Frank, the Scholls’ son, was the first witness on the second day of the hearing. He told the court that his father had rung him at home in Wiesbaden and said his mum was gone, and so was the dog; the police had already sent helicopters with thermal cameras out looking for them. ‘I was amazed they were going to such trouble.’
After a sleepless night he had driven to Ludwigsfelde where his father had been waiting to set out looking with him. They’d been in the woods about an hour. ‘The vet was already on his way back when my father called out: “Come over here to the left. She sometimes went this way too.” I thought: “What we’re doing here is complete madness. The woods are far too big.”’
But he walked into the other part of the woods and suddenly came across the shoes, a pair of black slip-ons. ‘They were standing there, waiting to be found. My father said: “They’re Mum’s.” I said: “What is this?” I was leaping about like a dervish and he was saying, quite calmly and matter-of-factly: “Yes, they’re Mum’s shoes.”’
The son described how alien his father seemed to him in the days, weeks and months following his mother’s death, how quickly he had reverted to everyday life
, how little he spoke. He had divided up his wife’s jewellery only the day after the funeral and the police later discovered that he’d set aside the bulk of it for himself. In an interview before the trial, Frank had said he wanted to be clear about whether or not his father was guilty. Now, in court, he gave the impression of having long since found the answer.
Heide Sandkuhl’s questions, intended to shift the attention away from her client, did little to counter this impression.
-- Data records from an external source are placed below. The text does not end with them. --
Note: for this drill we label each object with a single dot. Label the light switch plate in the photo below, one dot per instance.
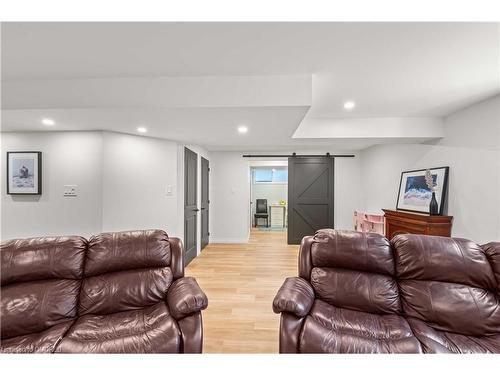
(169, 190)
(70, 191)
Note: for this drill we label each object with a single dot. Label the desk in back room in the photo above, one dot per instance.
(277, 214)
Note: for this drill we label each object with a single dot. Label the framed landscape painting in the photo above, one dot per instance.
(24, 173)
(414, 194)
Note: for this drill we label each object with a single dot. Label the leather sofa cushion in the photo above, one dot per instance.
(39, 342)
(109, 252)
(355, 290)
(329, 329)
(367, 252)
(449, 283)
(42, 258)
(35, 306)
(435, 341)
(451, 307)
(120, 291)
(492, 251)
(452, 260)
(148, 330)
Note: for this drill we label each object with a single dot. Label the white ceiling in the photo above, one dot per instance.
(389, 69)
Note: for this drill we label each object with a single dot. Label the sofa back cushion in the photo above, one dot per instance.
(354, 270)
(125, 271)
(41, 279)
(447, 282)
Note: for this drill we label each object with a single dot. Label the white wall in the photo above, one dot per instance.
(230, 197)
(122, 182)
(136, 173)
(68, 158)
(471, 147)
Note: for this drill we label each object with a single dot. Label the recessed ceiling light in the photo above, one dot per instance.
(48, 122)
(349, 105)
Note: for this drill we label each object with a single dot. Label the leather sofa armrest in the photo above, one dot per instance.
(296, 296)
(185, 297)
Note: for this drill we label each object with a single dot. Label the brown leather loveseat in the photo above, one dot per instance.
(360, 293)
(116, 293)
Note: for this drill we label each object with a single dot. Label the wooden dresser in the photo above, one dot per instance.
(399, 222)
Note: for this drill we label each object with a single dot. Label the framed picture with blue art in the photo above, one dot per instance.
(417, 188)
(24, 172)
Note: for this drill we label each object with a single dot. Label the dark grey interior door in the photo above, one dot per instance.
(205, 202)
(190, 203)
(310, 196)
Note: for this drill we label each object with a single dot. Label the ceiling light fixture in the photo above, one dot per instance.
(48, 122)
(242, 129)
(349, 105)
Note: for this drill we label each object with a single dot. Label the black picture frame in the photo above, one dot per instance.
(440, 194)
(37, 174)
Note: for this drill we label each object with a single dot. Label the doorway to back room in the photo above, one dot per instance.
(269, 197)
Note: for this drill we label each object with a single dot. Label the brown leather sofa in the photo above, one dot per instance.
(360, 293)
(116, 293)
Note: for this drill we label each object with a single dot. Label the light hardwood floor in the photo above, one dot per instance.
(240, 281)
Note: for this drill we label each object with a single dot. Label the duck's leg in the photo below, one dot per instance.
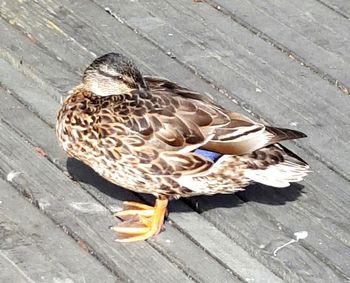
(140, 221)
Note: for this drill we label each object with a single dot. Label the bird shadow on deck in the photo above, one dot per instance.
(253, 193)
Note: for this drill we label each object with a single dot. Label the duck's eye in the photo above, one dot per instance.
(113, 75)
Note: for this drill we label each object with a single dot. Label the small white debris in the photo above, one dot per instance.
(43, 204)
(298, 236)
(13, 174)
(170, 54)
(301, 235)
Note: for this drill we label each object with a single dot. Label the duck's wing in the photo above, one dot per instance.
(240, 136)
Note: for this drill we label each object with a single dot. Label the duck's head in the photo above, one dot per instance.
(112, 74)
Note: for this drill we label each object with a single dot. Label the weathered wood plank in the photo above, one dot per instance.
(224, 58)
(79, 214)
(340, 6)
(24, 233)
(155, 63)
(307, 29)
(172, 243)
(46, 145)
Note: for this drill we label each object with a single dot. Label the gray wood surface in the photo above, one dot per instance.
(267, 60)
(34, 249)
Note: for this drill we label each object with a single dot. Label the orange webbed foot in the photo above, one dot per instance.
(140, 221)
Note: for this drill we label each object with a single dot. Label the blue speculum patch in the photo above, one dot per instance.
(212, 155)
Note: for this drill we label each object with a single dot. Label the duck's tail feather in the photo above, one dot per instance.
(276, 166)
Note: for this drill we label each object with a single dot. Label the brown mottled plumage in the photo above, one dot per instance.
(141, 133)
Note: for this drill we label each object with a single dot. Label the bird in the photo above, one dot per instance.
(151, 135)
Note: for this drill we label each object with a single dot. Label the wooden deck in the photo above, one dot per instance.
(282, 62)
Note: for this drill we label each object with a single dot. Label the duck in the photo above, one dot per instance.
(151, 135)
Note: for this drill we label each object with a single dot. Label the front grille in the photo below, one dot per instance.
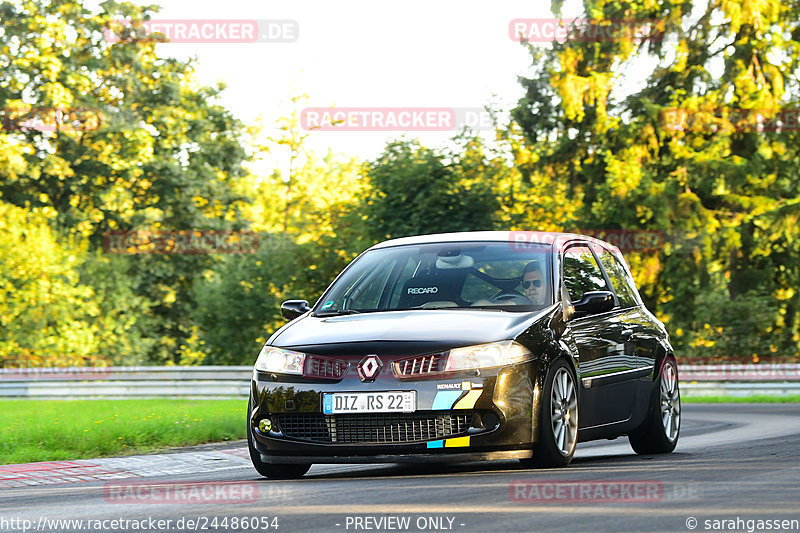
(373, 428)
(325, 367)
(420, 365)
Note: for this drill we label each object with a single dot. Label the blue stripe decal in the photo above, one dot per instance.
(445, 399)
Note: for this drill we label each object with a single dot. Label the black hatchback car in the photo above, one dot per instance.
(465, 346)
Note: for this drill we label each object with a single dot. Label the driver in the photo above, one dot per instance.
(533, 283)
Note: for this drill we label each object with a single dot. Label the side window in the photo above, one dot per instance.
(617, 275)
(581, 273)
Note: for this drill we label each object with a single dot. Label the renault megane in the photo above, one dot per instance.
(465, 346)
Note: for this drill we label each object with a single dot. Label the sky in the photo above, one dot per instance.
(354, 53)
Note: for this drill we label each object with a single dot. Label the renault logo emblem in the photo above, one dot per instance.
(369, 367)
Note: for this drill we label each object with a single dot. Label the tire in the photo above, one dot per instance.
(558, 419)
(270, 470)
(660, 430)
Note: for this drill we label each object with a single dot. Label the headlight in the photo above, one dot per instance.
(486, 355)
(272, 359)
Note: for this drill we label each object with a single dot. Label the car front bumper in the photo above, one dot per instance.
(460, 417)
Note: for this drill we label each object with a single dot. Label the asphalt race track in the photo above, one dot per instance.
(735, 469)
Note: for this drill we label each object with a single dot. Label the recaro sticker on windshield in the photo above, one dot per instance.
(423, 290)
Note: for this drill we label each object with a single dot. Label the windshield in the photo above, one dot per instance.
(443, 275)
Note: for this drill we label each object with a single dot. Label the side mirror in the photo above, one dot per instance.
(594, 302)
(291, 309)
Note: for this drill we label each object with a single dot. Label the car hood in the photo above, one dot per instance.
(440, 327)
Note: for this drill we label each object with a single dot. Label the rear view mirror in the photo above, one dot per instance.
(594, 302)
(291, 309)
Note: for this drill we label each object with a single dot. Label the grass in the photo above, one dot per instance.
(66, 429)
(792, 398)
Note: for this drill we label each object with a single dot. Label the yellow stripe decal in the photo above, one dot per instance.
(458, 442)
(468, 401)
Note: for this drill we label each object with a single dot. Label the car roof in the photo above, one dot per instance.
(514, 238)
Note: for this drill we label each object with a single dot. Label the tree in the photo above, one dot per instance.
(683, 154)
(125, 140)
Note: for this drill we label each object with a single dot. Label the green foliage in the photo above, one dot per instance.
(414, 190)
(142, 145)
(46, 316)
(727, 186)
(155, 151)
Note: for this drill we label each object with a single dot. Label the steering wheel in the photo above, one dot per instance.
(510, 297)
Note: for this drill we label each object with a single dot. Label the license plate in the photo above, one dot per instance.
(369, 402)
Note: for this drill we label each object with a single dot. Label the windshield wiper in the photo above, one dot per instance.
(339, 312)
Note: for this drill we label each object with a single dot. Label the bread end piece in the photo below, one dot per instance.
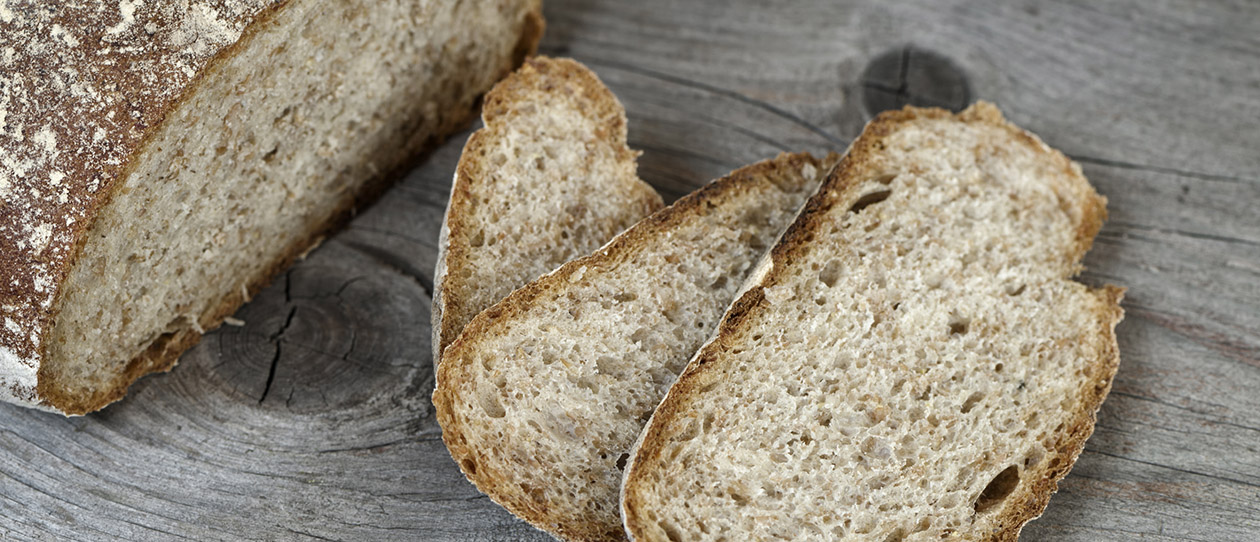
(543, 393)
(1016, 494)
(549, 178)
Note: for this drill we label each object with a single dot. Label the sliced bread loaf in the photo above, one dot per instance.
(542, 395)
(549, 178)
(163, 160)
(911, 362)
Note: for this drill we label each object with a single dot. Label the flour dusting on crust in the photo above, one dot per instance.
(81, 85)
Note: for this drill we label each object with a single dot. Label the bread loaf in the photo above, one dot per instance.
(160, 161)
(543, 393)
(548, 179)
(911, 362)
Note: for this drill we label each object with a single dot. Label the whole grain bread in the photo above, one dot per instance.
(161, 161)
(543, 393)
(911, 362)
(549, 178)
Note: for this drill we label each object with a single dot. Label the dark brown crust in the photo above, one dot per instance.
(164, 353)
(451, 304)
(863, 160)
(619, 250)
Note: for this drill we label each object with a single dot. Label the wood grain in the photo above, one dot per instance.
(311, 421)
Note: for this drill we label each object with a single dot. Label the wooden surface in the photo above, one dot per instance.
(313, 420)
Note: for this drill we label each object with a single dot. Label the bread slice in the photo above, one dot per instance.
(911, 362)
(549, 178)
(160, 161)
(542, 395)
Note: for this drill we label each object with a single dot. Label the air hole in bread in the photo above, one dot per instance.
(998, 489)
(670, 532)
(1033, 458)
(490, 403)
(830, 272)
(870, 199)
(691, 431)
(607, 364)
(896, 536)
(958, 325)
(974, 398)
(886, 179)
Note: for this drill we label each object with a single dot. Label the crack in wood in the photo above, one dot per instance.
(392, 262)
(720, 91)
(1123, 164)
(277, 338)
(1182, 233)
(1215, 477)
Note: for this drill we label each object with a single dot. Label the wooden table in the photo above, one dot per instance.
(313, 420)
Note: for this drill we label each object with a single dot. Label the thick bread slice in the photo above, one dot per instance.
(549, 178)
(161, 160)
(542, 395)
(912, 361)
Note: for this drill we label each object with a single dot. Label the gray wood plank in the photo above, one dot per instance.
(313, 419)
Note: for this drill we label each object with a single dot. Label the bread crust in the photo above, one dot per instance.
(1036, 484)
(92, 165)
(451, 304)
(621, 247)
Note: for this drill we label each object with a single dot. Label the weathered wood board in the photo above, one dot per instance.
(313, 420)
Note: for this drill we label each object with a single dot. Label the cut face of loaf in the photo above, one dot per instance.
(912, 362)
(548, 179)
(542, 395)
(234, 139)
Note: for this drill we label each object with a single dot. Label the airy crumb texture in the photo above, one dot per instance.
(548, 179)
(912, 363)
(543, 395)
(303, 114)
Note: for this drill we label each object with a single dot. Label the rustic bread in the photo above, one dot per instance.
(163, 160)
(542, 395)
(911, 362)
(549, 178)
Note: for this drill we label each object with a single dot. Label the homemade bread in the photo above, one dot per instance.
(542, 395)
(548, 179)
(160, 161)
(912, 362)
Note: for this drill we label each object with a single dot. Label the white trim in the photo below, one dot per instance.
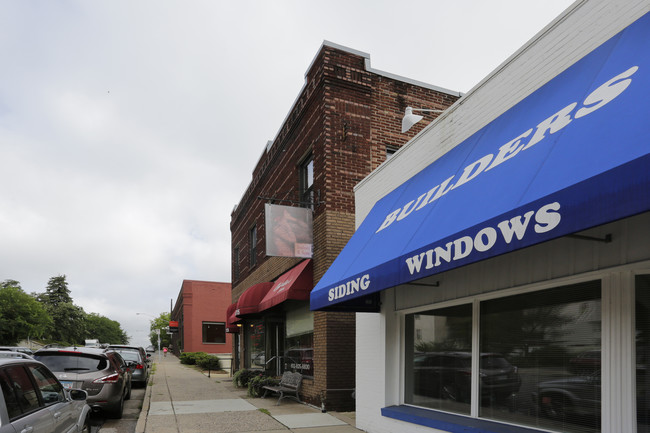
(618, 369)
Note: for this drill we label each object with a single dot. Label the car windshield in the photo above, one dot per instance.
(493, 362)
(129, 355)
(60, 361)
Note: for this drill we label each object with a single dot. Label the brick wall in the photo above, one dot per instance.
(345, 117)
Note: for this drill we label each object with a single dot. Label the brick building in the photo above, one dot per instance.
(344, 123)
(200, 311)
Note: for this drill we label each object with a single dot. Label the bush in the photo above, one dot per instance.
(208, 362)
(241, 378)
(190, 358)
(256, 384)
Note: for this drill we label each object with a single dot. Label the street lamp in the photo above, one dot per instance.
(157, 331)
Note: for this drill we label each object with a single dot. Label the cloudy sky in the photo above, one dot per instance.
(129, 129)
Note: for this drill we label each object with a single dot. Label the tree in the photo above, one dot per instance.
(161, 322)
(21, 315)
(69, 320)
(105, 329)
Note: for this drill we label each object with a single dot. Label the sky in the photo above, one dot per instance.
(129, 129)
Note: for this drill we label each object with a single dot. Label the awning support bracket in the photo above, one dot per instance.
(607, 239)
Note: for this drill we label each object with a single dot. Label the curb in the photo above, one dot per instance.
(142, 419)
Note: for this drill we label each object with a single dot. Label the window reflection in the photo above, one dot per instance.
(539, 360)
(553, 338)
(439, 361)
(642, 353)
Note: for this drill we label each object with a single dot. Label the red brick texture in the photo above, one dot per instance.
(345, 117)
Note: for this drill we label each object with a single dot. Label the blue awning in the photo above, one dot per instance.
(573, 155)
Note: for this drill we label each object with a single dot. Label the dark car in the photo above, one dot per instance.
(102, 373)
(447, 375)
(573, 397)
(139, 365)
(20, 349)
(32, 399)
(146, 356)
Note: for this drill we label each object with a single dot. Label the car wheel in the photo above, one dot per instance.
(117, 411)
(555, 406)
(86, 427)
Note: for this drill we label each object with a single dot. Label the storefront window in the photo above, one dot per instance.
(299, 341)
(214, 332)
(255, 344)
(642, 352)
(540, 358)
(439, 359)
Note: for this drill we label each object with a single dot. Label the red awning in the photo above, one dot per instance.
(231, 319)
(249, 301)
(295, 284)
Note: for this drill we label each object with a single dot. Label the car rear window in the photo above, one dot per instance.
(64, 361)
(129, 356)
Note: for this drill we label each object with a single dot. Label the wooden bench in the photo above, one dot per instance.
(289, 384)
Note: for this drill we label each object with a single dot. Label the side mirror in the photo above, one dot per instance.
(78, 394)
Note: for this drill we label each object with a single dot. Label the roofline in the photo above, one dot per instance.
(368, 68)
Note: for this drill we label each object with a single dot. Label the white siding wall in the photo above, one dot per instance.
(584, 26)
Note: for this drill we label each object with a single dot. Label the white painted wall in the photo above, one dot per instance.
(581, 28)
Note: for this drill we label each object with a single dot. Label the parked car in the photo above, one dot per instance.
(146, 356)
(32, 399)
(572, 397)
(21, 349)
(447, 375)
(140, 366)
(102, 373)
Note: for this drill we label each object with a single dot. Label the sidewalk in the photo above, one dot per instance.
(183, 400)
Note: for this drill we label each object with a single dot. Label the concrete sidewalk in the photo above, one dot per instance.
(184, 400)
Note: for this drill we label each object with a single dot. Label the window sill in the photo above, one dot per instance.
(450, 422)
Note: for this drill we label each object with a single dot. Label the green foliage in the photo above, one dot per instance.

She asked Frank about calls Brigitte Scholl had received from a stalker, and about a local admirer. She also wanted to know whether he had forwarded letters to the criminal investigation department—personal letters to him from his father.
One of these she read aloud:
Dear Frank,
I can imagine what’s going on in your mind. But rest assured that I didn’t do your mother and Ursus any harm. I may have been acting a little strangely, because I realised I was the target of police investigations. But I hope I can make up for it some time in the future.
Your Dad
Heinrich Scholl wiped the tears from his eyes, moved by his own words. His son didn’t cry. He deflected all attempts to put his father in a better light: the calls from the stalker had been a long time ago, he had only mentioned the admirer to the police so that all possible lines of inquiry could be pursued, and as for the letters, yes, he couldn’t deny that he had sent them on. ‘The murder squad was my only point of contact. I had to process everything somehow.’